API: Add KelosPolicy CRD for namespace-level allowlist enforcement — restricting permitted agent types, models, images, and repositories via admission webhooks

🤖 **Kelos Strategist Agent** @gjkim42

## Area: New CRDs & API Extensions

## Summary

Platform operators deploying Kelos in shared clusters have no mechanism to restrict **which** agent configurations are permitted in a namespace. Existing governance proposals address **how many** tasks can run (#675 ConcurrencyPolicy), **how securely** they run (#860 securityProfile), and **how much** they can spend (#977 budgetPolicy) — but none address the fundamental question: **which agent types, models, container images, and repositories are allowed?**

This proposal introduces a **KelosPolicy** CRD — a namespace-scoped resource that enforces allowlist and denylist constraints on Tasks, TaskSpawners, and Workspaces at admission time. It also introduces the first Kubernetes ValidatingAdmissionWebhook in the Kelos codebase, establishing the foundation for all future policy enforcement.

## Problem

### 1. Any agent type, model, and image can be used without restriction

The JobBuilder's `resolveImage()` function accepts any agent type and maps it to a default image, or uses a custom image if specified. There is no validation that restricts which agent types or images are permitted in a given namespace:

```go
// internal/controller/job_builder.go:351-358
mainContainer := corev1.Container{
    Name:            task.Spec.Type,  // Unconstrained
    Image:           image,            // Unconstrained  
    ImagePullPolicy: pullPolicy,
    Command:         []string{"/kelos_entrypoint.sh"},
    Args:            []string{prompt},
    Env:             envVars,
}
```

The `resolveImage()` function (`job_builder.go:258-285`) maps agent types to default images but does not validate whether the type is permitted.
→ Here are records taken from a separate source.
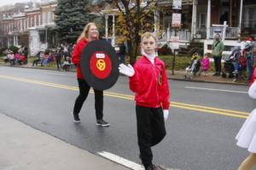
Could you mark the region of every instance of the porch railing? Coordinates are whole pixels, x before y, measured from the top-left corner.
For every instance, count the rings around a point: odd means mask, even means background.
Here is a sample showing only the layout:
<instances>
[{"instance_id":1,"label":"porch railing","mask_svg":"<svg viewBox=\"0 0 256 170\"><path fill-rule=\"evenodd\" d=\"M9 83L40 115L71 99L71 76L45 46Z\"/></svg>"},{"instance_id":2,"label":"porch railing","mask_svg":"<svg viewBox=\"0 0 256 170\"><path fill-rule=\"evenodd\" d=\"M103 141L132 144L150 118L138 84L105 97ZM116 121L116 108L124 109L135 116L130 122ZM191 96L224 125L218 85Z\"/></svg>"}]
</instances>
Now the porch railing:
<instances>
[{"instance_id":1,"label":"porch railing","mask_svg":"<svg viewBox=\"0 0 256 170\"><path fill-rule=\"evenodd\" d=\"M169 32L168 32L169 31ZM175 32L174 29L167 30L163 32L160 42L168 42L171 40L171 37L179 37L180 42L189 42L191 40L191 31L189 30L180 30Z\"/></svg>"},{"instance_id":2,"label":"porch railing","mask_svg":"<svg viewBox=\"0 0 256 170\"><path fill-rule=\"evenodd\" d=\"M213 39L215 33L219 33L223 37L223 27L210 27L210 39ZM227 27L225 39L237 39L239 37L238 27Z\"/></svg>"}]
</instances>

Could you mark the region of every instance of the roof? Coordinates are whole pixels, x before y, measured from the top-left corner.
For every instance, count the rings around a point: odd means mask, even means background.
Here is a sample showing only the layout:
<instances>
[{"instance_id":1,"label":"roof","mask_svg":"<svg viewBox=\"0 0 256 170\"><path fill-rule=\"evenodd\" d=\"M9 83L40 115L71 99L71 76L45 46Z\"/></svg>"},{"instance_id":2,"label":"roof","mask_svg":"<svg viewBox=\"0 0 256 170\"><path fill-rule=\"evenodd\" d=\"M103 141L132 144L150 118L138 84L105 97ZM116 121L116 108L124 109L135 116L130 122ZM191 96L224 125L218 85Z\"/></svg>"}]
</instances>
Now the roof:
<instances>
[{"instance_id":1,"label":"roof","mask_svg":"<svg viewBox=\"0 0 256 170\"><path fill-rule=\"evenodd\" d=\"M173 0L159 0L159 5L172 5ZM192 5L193 0L182 0L183 5Z\"/></svg>"}]
</instances>

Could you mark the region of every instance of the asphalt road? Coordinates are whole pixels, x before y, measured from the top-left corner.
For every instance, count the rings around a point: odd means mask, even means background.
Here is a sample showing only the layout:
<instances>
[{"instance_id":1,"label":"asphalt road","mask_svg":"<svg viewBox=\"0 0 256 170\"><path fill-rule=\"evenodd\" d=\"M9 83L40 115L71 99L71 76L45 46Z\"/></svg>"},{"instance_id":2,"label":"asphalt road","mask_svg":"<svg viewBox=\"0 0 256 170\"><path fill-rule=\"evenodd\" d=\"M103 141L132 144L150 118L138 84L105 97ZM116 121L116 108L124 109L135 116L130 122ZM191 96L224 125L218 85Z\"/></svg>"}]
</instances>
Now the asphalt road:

A Task specifying `type: claude-code` with `model: claude-opus-4` will be accepted in any namespace, even if the platform team intended that namespace for low-cost workloads only.

This matters because model costs vary dramatically (Opus can be 10-20x more expensive per token than Haiku). Without restrictions, a single misconfigured TaskSpawner can generate unexpectedly high API costs before per-spawner budget limits (proposed in #977, #624) would catch it — those limits require explicit opt-in on each spawner.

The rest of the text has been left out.